The subjects were genotyped for the TNF-α and TNF-β mutations by a mutiplex PCR. Primers for the TNF-α mutation were as previously described (23). Primers for the TNF-β mutation were 5′-TGG TGG GTT TGG TTT TGG T-3′ and 5′-AGA GAA GGG GAC AAG ATG CAG T-3′. Digestion with NcoI produced an uncut 143-bp fragment from the TNF-α mutant allele (TNF-α-308A), 123- and 20-bp fragments from the TNF-α wild-type allele (TNF-α-308G), an uncut 175-bp fragment from the TNF-β wild-type allele (TNF-β-252A), and 88- and 87-bp fragments from the TNF-β mutant allele (TNF-β-252G).
The products of each PCR reaction were resolved by electrophoresis on 2% agarose gels stained with ethidium bromide. Template-free controls and known genotype controls were included in each experiment. Genotypes were scored without knowledge of the phenotypes by two independent observers. The samples were regenotyped if there was any disagreement concerning the genotyping.

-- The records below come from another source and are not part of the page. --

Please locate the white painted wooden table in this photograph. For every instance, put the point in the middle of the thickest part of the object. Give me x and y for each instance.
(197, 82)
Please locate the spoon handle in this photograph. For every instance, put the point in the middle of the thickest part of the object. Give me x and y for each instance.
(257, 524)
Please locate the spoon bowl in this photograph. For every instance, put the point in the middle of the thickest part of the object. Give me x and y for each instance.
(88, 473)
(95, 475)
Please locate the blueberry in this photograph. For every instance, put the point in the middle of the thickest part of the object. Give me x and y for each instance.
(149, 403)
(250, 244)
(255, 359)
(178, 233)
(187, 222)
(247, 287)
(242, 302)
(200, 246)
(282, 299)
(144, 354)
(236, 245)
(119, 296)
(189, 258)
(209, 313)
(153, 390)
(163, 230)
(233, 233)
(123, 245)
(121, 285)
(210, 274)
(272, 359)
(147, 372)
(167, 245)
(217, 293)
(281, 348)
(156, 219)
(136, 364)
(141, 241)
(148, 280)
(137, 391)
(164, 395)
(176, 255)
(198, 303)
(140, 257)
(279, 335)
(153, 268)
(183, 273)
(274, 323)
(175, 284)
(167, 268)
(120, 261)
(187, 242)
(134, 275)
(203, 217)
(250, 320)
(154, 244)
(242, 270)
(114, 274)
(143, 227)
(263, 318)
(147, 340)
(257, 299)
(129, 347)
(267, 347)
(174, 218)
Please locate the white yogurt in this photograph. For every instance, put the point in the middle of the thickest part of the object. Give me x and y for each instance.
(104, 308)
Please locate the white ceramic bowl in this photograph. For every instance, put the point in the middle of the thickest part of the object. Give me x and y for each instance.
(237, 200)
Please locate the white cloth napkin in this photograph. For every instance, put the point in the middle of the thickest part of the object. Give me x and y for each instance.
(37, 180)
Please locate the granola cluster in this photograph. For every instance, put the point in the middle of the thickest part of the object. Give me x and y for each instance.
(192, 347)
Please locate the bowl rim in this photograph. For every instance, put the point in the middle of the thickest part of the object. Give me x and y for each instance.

The frequencies of the alleles and genotypes between groups were initially compared by χ2 analyses for 2 × 2 contingency tables. Odds ratios and 95% confidence intervals were calculated as previously described (24). The associations were also analyzed by binary logistic regression to adjust for potential confounding factors. The outcome was a dichotomous variable, that is, rapid decliner or nondecliner. Potential confounding factors included in the analysis were smoking history (expressed as mean number of cigarettes/d over the course of the LHS), age, sex, initial level of lung function (prebronchodilator FEV1 %predicted), and responsiveness to methacholine. The latter variable was expressed as a two-point dose–response slope as previously described (25). Only significant main effects were included in the final models and these were age, smoking history, and methacholine responsiveness. No significant two-factor interactions were found in any of the models. All tests were performed using the JMP Statistics software package (SAS Institute Inc.).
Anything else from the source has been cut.